We’d had it plugged into us, by teachers, that our 11-plus results would decide which kind of school we went to: Grammar, Technical or Secondary Modern. Not that these alternatives meant anything to us. All we knew was that Grammar was posh, probably not for us. On our parents’ side, failure would bring shame: not wearing the right posh coloured blazer bearing the Grammar School’s crest, blazing too on the cap, but in the end a mere Sec Mod cap that would make you feel that you shouldn’t be ambitious about your choices in life.

But I was lucky. My school was Walworth Secondary Modern (now Walworth Academy) in South East London, which was, not in name but in fact, one of the first Comprehensives in London. I like the capital ‘C’ and will never forget the school badge (a pilgrim walking through gates) or the school hymn (To Be a Pilgrim). At that time, the Comprehensive was a mission, a belief, not simply a way of giving us working-class kids opportunities like sitting GCE ‘Ordinary’ and ‘Advanced’ opening the gates to we pilgrims, but belief in ourselves.

Roy (left) in the 6th form at Walworth School

The teachers, mainly hurriedly trained in post-war Britain, were education missionaries. Their beliefs, together with those of the Headmistress Miss O’Reilly, are reflected in an article published in John Bull in 1951 (where, aged 14, I am described as ‘the embryo novelist’): ‘Once inside the school, with its freshly painted apple-green walls, its cheerful, purposeful activity, the grim institutionalism of the exterior fell away… No one I have met really seriously believes that it is possible to “type” a child at eleven … The intelligence test has still, mercifully, to be devised which can take adequate account of the X-factors in a developing personality.

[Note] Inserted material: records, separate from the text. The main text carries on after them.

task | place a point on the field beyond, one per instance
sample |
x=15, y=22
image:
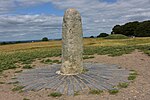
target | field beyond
x=21, y=54
x=132, y=54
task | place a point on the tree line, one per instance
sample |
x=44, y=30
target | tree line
x=138, y=29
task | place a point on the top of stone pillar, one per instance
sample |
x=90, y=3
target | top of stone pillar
x=72, y=14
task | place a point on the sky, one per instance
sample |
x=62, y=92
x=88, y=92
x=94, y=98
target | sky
x=35, y=19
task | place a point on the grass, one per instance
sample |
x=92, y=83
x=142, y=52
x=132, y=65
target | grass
x=87, y=57
x=132, y=75
x=18, y=88
x=19, y=71
x=123, y=85
x=84, y=70
x=49, y=61
x=25, y=99
x=113, y=92
x=116, y=36
x=95, y=92
x=27, y=67
x=2, y=82
x=55, y=94
x=76, y=93
x=26, y=53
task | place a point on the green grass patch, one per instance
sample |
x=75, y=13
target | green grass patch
x=55, y=94
x=95, y=92
x=2, y=82
x=88, y=57
x=84, y=70
x=116, y=36
x=76, y=93
x=123, y=85
x=27, y=67
x=18, y=88
x=25, y=99
x=19, y=71
x=49, y=61
x=133, y=74
x=114, y=91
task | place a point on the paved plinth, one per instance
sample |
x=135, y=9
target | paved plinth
x=98, y=76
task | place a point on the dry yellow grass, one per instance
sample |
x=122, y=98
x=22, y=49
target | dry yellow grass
x=87, y=42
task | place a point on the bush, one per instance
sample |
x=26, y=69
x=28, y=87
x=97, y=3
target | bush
x=116, y=36
x=45, y=39
x=102, y=35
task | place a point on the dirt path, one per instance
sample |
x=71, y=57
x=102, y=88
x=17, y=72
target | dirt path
x=138, y=90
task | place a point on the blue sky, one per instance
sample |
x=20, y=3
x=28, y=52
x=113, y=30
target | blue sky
x=29, y=20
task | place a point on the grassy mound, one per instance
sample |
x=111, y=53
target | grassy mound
x=116, y=36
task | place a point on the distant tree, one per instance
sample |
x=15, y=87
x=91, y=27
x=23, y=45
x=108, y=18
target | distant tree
x=143, y=29
x=138, y=29
x=102, y=35
x=45, y=39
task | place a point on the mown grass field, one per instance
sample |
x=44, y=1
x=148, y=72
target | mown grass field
x=26, y=53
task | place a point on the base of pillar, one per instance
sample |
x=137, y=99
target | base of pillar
x=99, y=76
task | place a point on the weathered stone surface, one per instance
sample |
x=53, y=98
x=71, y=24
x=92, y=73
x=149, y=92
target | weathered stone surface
x=72, y=43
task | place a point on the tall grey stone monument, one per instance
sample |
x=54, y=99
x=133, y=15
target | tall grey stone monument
x=72, y=43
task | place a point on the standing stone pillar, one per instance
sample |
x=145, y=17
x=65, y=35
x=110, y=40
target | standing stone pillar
x=72, y=43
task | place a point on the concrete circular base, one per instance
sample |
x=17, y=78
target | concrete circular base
x=96, y=76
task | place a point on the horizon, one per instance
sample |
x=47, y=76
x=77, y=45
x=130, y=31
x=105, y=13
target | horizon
x=33, y=20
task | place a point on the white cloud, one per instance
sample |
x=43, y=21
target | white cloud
x=98, y=16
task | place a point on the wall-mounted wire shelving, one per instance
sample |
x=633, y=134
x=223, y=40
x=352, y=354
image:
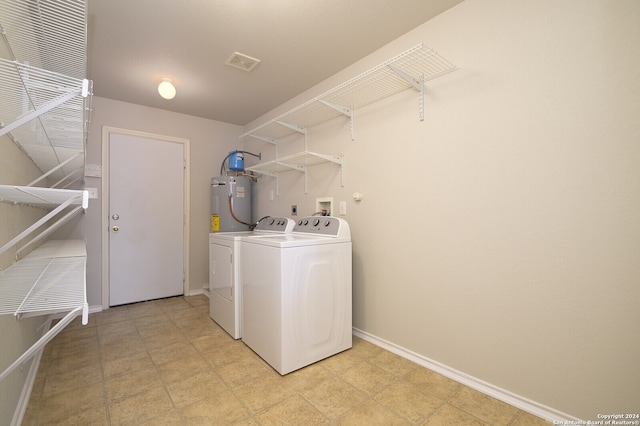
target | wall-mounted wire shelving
x=408, y=70
x=44, y=110
x=45, y=103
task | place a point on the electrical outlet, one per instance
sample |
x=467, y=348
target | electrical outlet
x=93, y=192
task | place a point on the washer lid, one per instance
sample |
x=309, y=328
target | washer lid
x=294, y=240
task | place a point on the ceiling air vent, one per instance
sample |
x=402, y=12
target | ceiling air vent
x=243, y=62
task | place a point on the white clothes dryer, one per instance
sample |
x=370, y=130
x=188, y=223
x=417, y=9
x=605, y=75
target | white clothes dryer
x=225, y=291
x=296, y=305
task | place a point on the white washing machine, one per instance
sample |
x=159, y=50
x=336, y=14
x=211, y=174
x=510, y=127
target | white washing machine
x=296, y=293
x=225, y=291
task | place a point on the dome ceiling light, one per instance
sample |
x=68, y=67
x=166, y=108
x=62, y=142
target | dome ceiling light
x=166, y=89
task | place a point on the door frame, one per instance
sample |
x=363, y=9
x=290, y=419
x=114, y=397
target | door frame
x=106, y=134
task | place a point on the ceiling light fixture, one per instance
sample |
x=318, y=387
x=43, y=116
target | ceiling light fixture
x=166, y=89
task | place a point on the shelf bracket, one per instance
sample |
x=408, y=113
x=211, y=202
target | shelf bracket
x=264, y=138
x=342, y=110
x=44, y=219
x=293, y=166
x=293, y=127
x=416, y=83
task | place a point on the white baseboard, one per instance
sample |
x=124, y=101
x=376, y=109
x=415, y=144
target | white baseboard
x=197, y=292
x=549, y=414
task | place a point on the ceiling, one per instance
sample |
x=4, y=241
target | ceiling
x=132, y=45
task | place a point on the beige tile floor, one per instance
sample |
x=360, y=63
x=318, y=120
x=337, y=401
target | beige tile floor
x=166, y=362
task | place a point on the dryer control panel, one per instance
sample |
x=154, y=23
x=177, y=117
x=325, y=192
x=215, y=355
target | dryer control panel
x=275, y=224
x=323, y=225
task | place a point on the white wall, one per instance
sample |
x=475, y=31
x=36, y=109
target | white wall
x=210, y=142
x=500, y=236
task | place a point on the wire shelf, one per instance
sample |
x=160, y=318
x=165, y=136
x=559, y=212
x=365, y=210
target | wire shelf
x=420, y=63
x=299, y=161
x=45, y=103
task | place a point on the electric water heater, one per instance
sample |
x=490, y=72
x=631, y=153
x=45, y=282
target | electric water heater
x=230, y=203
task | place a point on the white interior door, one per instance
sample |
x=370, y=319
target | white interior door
x=146, y=218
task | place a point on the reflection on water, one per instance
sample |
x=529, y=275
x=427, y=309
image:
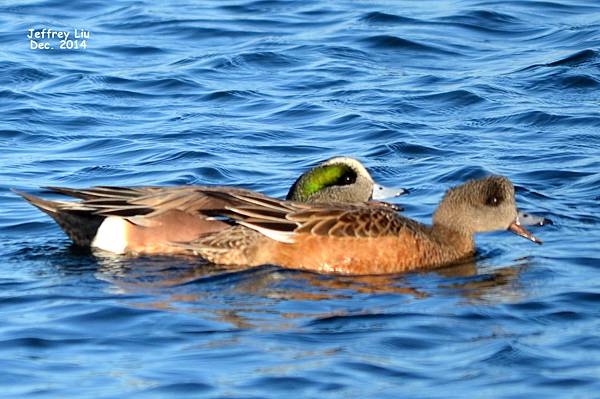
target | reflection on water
x=194, y=286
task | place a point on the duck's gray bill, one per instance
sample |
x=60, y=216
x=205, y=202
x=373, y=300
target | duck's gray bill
x=527, y=219
x=381, y=192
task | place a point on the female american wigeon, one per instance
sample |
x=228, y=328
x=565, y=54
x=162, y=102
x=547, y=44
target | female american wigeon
x=149, y=219
x=356, y=239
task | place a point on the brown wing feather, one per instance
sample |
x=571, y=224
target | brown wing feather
x=265, y=213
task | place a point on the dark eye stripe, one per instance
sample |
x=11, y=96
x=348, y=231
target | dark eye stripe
x=493, y=201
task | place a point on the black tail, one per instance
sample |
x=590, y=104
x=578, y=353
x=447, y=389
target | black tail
x=80, y=225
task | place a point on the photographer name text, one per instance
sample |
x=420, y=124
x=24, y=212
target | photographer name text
x=42, y=39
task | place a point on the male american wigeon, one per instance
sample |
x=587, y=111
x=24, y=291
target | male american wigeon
x=241, y=227
x=149, y=219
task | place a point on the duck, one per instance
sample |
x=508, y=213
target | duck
x=356, y=239
x=149, y=219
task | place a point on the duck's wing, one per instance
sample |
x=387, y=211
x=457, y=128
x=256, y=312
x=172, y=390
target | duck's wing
x=148, y=201
x=283, y=220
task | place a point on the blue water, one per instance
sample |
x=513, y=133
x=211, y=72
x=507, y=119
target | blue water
x=252, y=93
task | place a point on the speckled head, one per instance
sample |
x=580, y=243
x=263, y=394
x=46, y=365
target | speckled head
x=481, y=205
x=339, y=179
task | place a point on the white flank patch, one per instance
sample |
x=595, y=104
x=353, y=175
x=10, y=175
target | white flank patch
x=111, y=235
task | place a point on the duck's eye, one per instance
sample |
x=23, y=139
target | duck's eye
x=492, y=201
x=347, y=178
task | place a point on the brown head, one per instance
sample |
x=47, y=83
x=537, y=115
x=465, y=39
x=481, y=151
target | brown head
x=481, y=205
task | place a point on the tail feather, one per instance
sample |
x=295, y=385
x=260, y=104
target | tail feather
x=81, y=225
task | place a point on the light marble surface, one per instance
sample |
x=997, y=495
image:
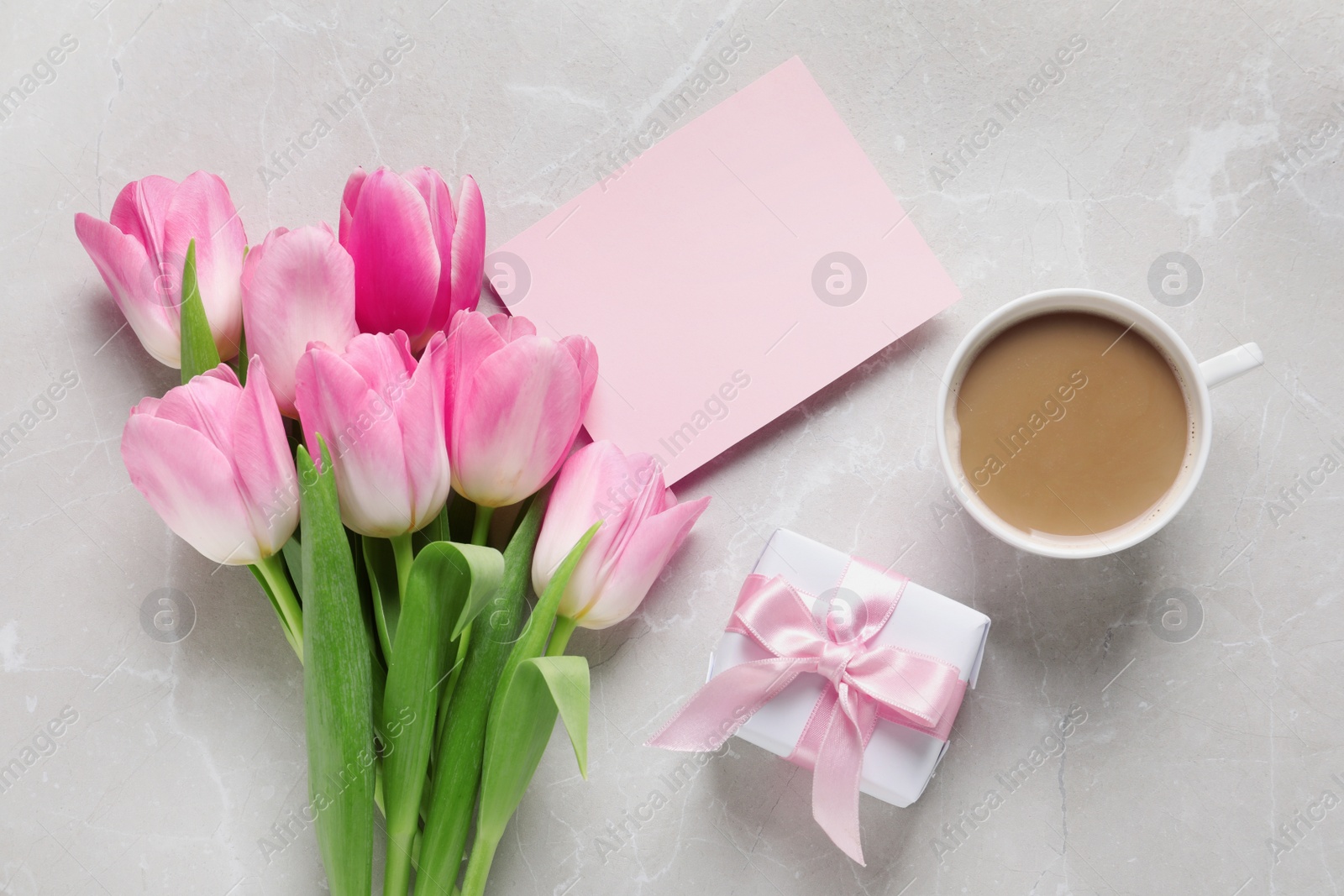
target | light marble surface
x=1163, y=136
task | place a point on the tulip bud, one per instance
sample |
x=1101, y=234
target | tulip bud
x=213, y=459
x=517, y=402
x=643, y=526
x=141, y=250
x=382, y=417
x=417, y=259
x=299, y=288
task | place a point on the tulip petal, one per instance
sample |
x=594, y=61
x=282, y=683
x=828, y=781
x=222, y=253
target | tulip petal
x=396, y=266
x=443, y=219
x=140, y=211
x=591, y=488
x=208, y=406
x=470, y=340
x=365, y=438
x=349, y=199
x=382, y=360
x=299, y=286
x=202, y=210
x=515, y=423
x=421, y=416
x=127, y=270
x=640, y=563
x=190, y=484
x=264, y=466
x=468, y=255
x=512, y=327
x=585, y=356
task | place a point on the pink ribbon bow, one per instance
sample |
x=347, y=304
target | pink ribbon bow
x=867, y=684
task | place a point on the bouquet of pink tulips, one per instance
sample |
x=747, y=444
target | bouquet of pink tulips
x=353, y=456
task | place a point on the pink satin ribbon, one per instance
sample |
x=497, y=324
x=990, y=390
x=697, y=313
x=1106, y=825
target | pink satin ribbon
x=867, y=683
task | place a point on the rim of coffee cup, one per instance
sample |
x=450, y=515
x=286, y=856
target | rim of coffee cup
x=1163, y=338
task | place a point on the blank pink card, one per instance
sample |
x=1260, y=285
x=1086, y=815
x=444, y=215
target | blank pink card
x=727, y=273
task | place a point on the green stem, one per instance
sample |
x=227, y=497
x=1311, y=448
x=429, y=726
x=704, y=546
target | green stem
x=561, y=637
x=291, y=616
x=479, y=866
x=481, y=531
x=405, y=558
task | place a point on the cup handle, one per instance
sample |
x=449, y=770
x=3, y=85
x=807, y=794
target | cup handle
x=1231, y=364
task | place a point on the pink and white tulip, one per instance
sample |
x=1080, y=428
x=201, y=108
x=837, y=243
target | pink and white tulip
x=417, y=259
x=141, y=250
x=643, y=528
x=213, y=459
x=517, y=402
x=299, y=288
x=382, y=417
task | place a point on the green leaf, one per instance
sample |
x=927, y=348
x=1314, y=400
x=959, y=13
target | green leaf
x=457, y=759
x=293, y=553
x=338, y=688
x=241, y=362
x=445, y=584
x=539, y=688
x=461, y=515
x=198, y=344
x=511, y=734
x=382, y=579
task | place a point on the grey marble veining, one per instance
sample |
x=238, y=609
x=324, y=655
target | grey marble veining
x=1211, y=130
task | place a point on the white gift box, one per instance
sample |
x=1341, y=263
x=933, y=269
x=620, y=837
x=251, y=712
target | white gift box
x=900, y=761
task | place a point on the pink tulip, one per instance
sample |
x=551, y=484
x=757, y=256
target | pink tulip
x=299, y=288
x=382, y=417
x=417, y=261
x=517, y=402
x=213, y=459
x=643, y=527
x=141, y=250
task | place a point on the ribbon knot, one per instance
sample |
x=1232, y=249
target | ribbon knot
x=866, y=683
x=833, y=660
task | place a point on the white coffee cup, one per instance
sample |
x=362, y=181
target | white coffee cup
x=1195, y=380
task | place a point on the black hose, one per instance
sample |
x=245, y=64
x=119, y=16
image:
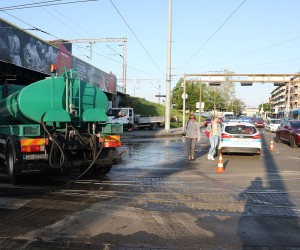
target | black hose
x=55, y=143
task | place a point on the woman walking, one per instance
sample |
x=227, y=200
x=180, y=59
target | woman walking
x=192, y=134
x=214, y=128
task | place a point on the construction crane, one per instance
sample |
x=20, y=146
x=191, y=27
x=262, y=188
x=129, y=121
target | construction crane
x=91, y=41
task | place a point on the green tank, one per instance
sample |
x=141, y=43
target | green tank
x=55, y=99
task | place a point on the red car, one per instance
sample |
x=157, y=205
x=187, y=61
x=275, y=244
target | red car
x=259, y=122
x=289, y=131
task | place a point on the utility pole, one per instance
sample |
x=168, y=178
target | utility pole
x=168, y=80
x=91, y=41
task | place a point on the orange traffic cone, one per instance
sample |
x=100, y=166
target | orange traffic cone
x=271, y=145
x=220, y=168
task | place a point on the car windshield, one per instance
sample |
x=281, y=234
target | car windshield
x=296, y=125
x=237, y=130
x=275, y=121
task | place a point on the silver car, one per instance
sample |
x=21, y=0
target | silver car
x=240, y=138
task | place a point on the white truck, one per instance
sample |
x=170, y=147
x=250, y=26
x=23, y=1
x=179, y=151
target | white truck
x=130, y=120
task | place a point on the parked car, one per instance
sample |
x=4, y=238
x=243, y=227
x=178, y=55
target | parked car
x=207, y=121
x=289, y=131
x=272, y=125
x=259, y=122
x=240, y=138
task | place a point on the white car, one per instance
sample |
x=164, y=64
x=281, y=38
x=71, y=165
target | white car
x=272, y=125
x=240, y=138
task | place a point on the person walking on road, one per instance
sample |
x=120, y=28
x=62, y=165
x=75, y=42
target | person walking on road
x=214, y=129
x=192, y=134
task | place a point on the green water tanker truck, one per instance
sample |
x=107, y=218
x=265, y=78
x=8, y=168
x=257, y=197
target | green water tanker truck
x=56, y=124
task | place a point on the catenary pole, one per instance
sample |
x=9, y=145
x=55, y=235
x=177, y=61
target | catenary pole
x=168, y=80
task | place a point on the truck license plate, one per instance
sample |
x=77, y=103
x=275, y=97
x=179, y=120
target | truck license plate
x=34, y=157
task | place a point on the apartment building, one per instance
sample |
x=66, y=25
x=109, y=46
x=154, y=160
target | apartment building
x=285, y=98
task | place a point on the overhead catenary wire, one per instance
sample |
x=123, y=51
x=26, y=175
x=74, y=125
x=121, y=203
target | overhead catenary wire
x=217, y=30
x=139, y=41
x=43, y=4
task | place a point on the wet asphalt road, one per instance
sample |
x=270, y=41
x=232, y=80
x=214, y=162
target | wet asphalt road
x=156, y=199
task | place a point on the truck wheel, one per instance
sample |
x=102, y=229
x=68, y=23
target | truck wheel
x=11, y=166
x=104, y=170
x=292, y=142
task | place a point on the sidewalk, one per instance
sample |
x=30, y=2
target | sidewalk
x=147, y=133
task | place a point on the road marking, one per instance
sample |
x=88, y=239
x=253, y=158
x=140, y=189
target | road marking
x=12, y=203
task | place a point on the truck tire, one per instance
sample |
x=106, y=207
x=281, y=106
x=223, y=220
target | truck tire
x=11, y=166
x=292, y=142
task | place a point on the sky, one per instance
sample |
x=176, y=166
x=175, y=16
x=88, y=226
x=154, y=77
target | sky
x=208, y=36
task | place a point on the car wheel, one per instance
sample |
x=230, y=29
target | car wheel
x=292, y=141
x=277, y=138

Said Miss O’Reilly: “There is this inner force in people.” And she went on to tell a story of a boy who had been proved by repeated intelligence tests to be quite incapable of coping with academic subjects. But, since he pleaded long and eloquently, he had been allowed to try. He took his School Certificate with distinctions and rose to illuminate the sixth form! 

‘Unlike the Grammar Schools, which still retain something of the cloister whence they came, the Comprehensive Schools mix the sexes as they mix everything else. And this, possibly, is yet another reason why the Grammar School heads, concerned for their high intellectual standards, regard them with aversion.’ In Miss O’Reilly’s opinion, however, co-education “leads to a much greater understanding”.’ (John Bull, February 1951) 

It was the Head of English, Arthur Harvey, who had invited a John Bull journalist to ‘come and see’. Harvey was the Comprehensive School missionary of missionaries to whom I owe my career as a teacher, writer, British Council English Language Officer and Regional Officer South Italy, still going at age 81 as teacher of English as a foreign language and author of the novel Honky Tonk (a Cockney pub piano!), as well as award-winning published short stories and poetry. Thank you, Comprehensive School!